Logement étudiant - 95 % des annonces ne respectent pas le plafonnement des loyers
À quelques semaines de la rentrée universitaire, Que Choisir Ensemble (ex-UFC-Que Choisir) publie une enquête inédite sur le logement étudiant dans onze grandes agglomérations universitaires françaises (1). Au travers de l’analyse d’annonces de location de logements étudiants, l’association révèle un marché hors de contrôle où les règles sont massivement contournées. Résultat : pour de nombreux étudiants et étudiantes, ce n’est plus le projet d’études qui détermine leur avenir, mais l’accès au logement.
D’une ville à l’autre, des prix moyens inquiétants et disparates
Faute de places suffisantes en résidence Crous, plus de 9 étudiants sur 10 sont contraints de se tourner vers d’autres solutions, notamment le parc privé où les loyers atteignent souvent des niveaux incompatibles avec leur budget. Dans les onze agglomérations étudiées, qui accueillent deux tiers des étudiants chaque année, les prix constatés sont inquiétants. Par exemple, un studio de 15 m² coûtera en moyenne près de 600 € par mois, avec de fortes disparités selon les territoires : 504 € à Grenoble, contre 560 € à Lyon et 655 € à Bordeaux, et jusqu’à 984 € à Paris.

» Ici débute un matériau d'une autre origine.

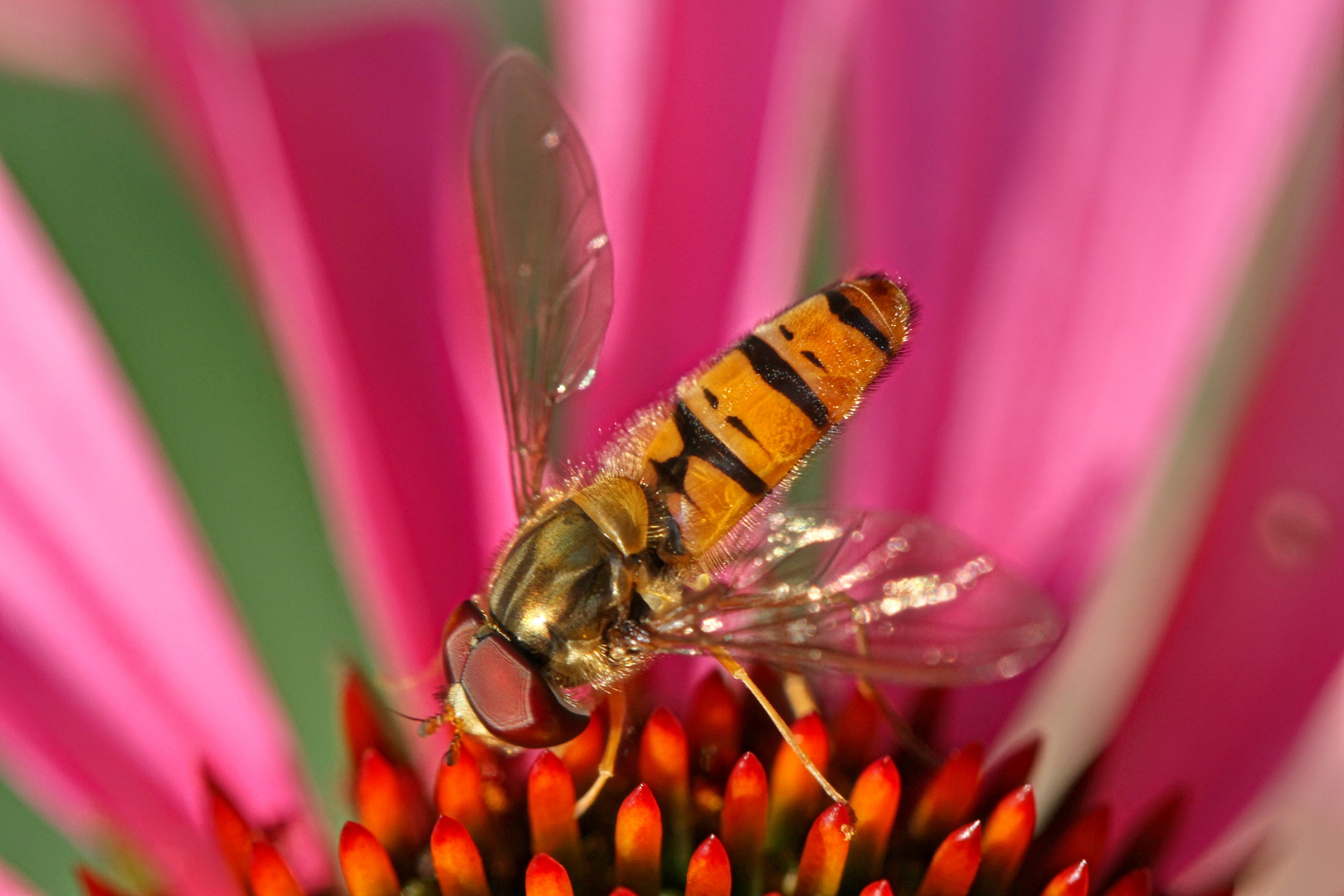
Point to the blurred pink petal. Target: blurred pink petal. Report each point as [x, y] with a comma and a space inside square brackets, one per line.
[371, 124]
[124, 668]
[1064, 338]
[12, 885]
[82, 42]
[1259, 627]
[815, 49]
[704, 143]
[334, 193]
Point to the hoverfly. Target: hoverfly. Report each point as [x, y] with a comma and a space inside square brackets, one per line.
[663, 544]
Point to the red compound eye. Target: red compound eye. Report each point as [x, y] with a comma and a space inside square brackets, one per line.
[459, 635]
[513, 700]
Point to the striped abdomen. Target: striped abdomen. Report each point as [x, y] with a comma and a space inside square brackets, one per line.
[738, 429]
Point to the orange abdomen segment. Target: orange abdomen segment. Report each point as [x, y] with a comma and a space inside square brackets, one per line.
[739, 427]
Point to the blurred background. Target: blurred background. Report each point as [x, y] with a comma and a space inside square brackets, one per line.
[249, 427]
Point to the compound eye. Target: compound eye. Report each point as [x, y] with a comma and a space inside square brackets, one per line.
[513, 699]
[459, 635]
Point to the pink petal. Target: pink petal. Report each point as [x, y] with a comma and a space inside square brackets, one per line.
[14, 885]
[695, 193]
[374, 127]
[1259, 627]
[334, 190]
[82, 42]
[125, 672]
[815, 47]
[1127, 178]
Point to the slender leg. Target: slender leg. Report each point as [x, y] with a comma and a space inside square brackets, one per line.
[741, 674]
[923, 751]
[616, 727]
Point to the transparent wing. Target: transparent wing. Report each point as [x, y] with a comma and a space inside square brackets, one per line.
[884, 596]
[544, 251]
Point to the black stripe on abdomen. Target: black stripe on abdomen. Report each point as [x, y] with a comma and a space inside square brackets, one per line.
[782, 377]
[851, 316]
[698, 441]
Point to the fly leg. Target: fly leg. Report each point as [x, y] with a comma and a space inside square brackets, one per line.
[905, 733]
[741, 674]
[616, 727]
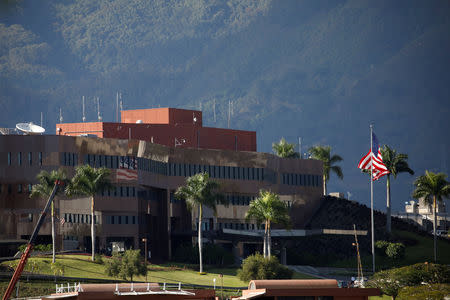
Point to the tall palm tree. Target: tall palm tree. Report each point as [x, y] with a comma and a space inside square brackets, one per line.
[198, 192]
[44, 189]
[89, 181]
[323, 153]
[284, 149]
[432, 187]
[396, 163]
[268, 209]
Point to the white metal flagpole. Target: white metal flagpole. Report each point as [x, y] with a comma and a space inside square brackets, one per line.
[371, 198]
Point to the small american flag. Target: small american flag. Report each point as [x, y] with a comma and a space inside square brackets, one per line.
[374, 161]
[128, 169]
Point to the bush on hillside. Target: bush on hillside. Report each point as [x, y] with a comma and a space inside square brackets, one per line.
[427, 291]
[395, 250]
[392, 250]
[257, 267]
[380, 247]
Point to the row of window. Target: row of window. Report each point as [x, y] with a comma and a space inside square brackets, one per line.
[206, 226]
[20, 158]
[120, 220]
[79, 218]
[21, 188]
[119, 191]
[301, 179]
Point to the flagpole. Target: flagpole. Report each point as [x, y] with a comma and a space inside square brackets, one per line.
[371, 198]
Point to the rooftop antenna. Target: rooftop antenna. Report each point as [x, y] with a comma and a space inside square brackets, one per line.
[99, 117]
[84, 117]
[30, 128]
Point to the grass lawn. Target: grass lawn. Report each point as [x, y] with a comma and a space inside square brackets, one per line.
[81, 266]
[420, 252]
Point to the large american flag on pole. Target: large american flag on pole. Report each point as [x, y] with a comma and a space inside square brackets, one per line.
[373, 160]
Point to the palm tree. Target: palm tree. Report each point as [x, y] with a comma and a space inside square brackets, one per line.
[432, 187]
[396, 163]
[284, 149]
[44, 189]
[199, 192]
[268, 208]
[323, 153]
[89, 181]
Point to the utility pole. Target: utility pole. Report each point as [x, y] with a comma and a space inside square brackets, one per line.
[214, 108]
[300, 147]
[84, 116]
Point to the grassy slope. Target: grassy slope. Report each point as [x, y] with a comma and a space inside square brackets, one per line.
[420, 252]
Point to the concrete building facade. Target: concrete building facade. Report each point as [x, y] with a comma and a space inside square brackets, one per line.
[145, 175]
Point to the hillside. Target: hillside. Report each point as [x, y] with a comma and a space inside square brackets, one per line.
[321, 70]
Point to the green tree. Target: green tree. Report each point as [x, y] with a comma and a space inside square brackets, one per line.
[198, 192]
[127, 265]
[89, 181]
[432, 187]
[323, 153]
[396, 163]
[44, 189]
[284, 149]
[268, 209]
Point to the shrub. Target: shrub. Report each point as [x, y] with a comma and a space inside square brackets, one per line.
[381, 247]
[393, 280]
[395, 250]
[127, 265]
[257, 267]
[433, 291]
[98, 259]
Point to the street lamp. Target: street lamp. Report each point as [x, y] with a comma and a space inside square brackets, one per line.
[145, 255]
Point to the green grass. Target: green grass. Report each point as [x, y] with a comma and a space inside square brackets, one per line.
[81, 266]
[420, 252]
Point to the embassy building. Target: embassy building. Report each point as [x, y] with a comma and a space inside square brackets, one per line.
[150, 153]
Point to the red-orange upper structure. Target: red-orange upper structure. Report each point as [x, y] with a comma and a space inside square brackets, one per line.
[166, 126]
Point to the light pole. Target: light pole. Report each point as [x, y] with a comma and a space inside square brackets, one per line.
[145, 255]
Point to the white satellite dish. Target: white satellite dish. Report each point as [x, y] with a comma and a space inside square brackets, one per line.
[30, 128]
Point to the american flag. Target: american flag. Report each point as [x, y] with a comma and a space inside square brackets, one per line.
[127, 169]
[378, 169]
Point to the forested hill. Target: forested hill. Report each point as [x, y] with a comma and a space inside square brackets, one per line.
[322, 70]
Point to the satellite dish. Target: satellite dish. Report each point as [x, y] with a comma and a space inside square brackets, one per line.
[30, 128]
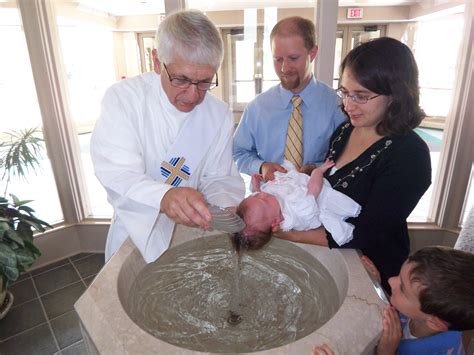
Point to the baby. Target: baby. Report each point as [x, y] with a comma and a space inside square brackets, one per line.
[294, 200]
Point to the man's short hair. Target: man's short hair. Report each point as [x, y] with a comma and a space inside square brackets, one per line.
[296, 26]
[189, 35]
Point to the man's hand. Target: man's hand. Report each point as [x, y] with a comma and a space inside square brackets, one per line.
[255, 182]
[391, 333]
[186, 206]
[268, 170]
[370, 266]
[307, 169]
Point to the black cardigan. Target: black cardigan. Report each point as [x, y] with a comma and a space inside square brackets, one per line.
[387, 180]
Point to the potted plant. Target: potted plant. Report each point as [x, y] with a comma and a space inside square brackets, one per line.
[17, 220]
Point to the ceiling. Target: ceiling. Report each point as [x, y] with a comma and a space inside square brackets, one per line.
[143, 7]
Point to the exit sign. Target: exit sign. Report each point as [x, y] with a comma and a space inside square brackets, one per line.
[355, 12]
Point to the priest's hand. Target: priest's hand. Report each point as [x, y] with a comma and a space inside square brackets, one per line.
[268, 169]
[186, 206]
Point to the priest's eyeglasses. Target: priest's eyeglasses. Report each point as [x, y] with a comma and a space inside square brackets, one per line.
[358, 99]
[184, 83]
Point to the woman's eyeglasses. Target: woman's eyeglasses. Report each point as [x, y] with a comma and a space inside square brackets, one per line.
[358, 99]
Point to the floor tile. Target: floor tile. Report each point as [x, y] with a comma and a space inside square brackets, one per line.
[23, 291]
[35, 341]
[50, 267]
[24, 276]
[76, 349]
[88, 280]
[79, 256]
[62, 301]
[21, 318]
[67, 329]
[55, 279]
[90, 265]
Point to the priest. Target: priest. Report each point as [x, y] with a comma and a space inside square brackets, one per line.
[162, 147]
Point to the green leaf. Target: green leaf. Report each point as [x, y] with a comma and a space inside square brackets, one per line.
[7, 255]
[32, 248]
[15, 237]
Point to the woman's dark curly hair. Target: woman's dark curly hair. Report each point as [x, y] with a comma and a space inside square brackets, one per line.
[386, 66]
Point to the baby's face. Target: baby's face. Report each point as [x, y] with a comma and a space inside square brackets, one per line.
[264, 210]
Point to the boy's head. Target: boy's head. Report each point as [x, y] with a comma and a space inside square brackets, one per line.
[436, 285]
[262, 215]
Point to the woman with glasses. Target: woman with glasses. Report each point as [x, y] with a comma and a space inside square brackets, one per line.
[380, 162]
[162, 147]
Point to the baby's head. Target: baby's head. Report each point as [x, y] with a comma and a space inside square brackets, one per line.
[262, 216]
[435, 286]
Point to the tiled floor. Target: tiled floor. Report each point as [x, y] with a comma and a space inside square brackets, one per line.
[42, 319]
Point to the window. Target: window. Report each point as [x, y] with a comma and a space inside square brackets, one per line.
[19, 110]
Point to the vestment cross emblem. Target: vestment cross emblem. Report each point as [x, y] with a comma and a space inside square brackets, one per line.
[175, 171]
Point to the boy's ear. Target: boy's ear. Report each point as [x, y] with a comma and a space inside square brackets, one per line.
[276, 225]
[437, 324]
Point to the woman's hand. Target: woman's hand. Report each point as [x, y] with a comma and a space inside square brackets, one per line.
[391, 333]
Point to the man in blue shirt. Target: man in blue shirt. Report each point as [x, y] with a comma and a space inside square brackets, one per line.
[259, 141]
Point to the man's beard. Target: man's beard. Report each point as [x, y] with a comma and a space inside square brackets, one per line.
[290, 82]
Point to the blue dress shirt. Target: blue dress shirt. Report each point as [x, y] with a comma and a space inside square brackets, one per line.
[261, 134]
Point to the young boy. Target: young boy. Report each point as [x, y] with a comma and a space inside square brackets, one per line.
[432, 302]
[294, 200]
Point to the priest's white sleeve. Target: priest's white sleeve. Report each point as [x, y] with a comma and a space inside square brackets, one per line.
[335, 208]
[220, 182]
[117, 155]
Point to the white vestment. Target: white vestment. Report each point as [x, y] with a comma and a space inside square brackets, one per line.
[132, 138]
[303, 212]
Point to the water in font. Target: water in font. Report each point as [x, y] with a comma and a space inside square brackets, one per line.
[203, 296]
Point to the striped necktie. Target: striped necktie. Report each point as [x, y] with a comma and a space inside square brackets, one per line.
[294, 139]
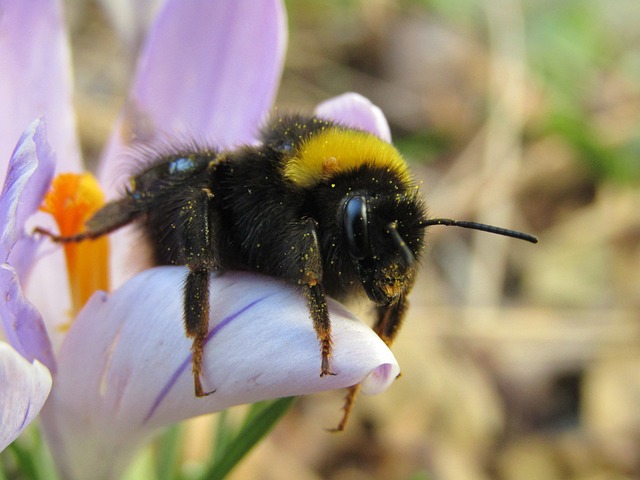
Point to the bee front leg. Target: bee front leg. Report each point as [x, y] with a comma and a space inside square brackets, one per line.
[306, 267]
[198, 246]
[389, 319]
[196, 319]
[388, 322]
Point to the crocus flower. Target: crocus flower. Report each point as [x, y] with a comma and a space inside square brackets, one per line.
[121, 368]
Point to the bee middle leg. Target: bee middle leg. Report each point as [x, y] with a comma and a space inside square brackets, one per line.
[196, 228]
[305, 267]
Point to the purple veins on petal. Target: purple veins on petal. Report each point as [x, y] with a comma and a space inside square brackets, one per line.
[183, 366]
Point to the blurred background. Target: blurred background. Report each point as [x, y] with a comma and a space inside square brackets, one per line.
[518, 361]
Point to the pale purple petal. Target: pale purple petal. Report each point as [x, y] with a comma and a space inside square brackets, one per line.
[36, 78]
[124, 368]
[28, 178]
[25, 387]
[209, 71]
[356, 111]
[21, 322]
[131, 18]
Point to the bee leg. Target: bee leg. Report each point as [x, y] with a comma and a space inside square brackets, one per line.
[110, 217]
[307, 269]
[321, 323]
[198, 235]
[389, 319]
[196, 319]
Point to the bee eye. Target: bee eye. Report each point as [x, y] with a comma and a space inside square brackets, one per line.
[354, 222]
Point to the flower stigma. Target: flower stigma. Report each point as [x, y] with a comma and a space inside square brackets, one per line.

Malgré le dispositif d’aide personnalisée au logement (APL) qui ne couvre en moyenne que 43 % du loyer, le reste à charge pour les étudiants est excessif.
Des règles existent… mais elles sont massivement bafouées
L’enquête révèle par ailleurs que 73 % des annonces étudiées présentent au moins une irrégularité. Tout aussi préoccupant, dans les 6 villes analysées où l’encadrement des loyers s’applique (2), 95 % des annonces dépassent les plafonds autorisés de 234 € par mois en moyenne. Pourtant, ce dispositif a démontré son efficacité en permettant aux locataires parisiens d’économiser en moyenne 141 € par mois (3). Le constat est clair : ce n’est pas le dispositif qui est défaillant, mais son application.
L’encadrement des loyers, un des rares outils efficaces, aujourd’hui menacé
Malgré son efficacité, l’expérimentation de l’encadrement des loyers prendra fin le 26 novembre 2026 si elle n’est pas pérennisée par le législateur. Les étudiants et étudiantes risquent ainsi de perdre l’un des rares dispositifs en mesure de limiter les abus d’un marché déjà largement hors de contrôle.
« Aujourd’hui, trop d’étudiants ne choisissent plus leurs études : c’est le prix du logement qui choisit pour eux. Les règles existent pour protéger ces locataires souvent fragiles, mais elles sont souvent contournées. L’encadrement des loyers a pourtant prouvé son efficacité : il est urgent de le faire pleinement appliquer et de le pérenniser. », Marie-Amandine Stévenin, Présidente de Que Choisir Ensemble.
(1) Aix-Marseille, Bordeaux, Grenoble, Lille, Lyon, Montpellier, Nantes, Paris, Rennes, Strasbourg et Toulouse.
(2) Bordeaux, Grenoble, Lille, Lyon, Montpellier et Paris.
(3) 5ème baromètre de l’encadrement des loyers, Fondation pour le logement des défavorisés, septembre 2025.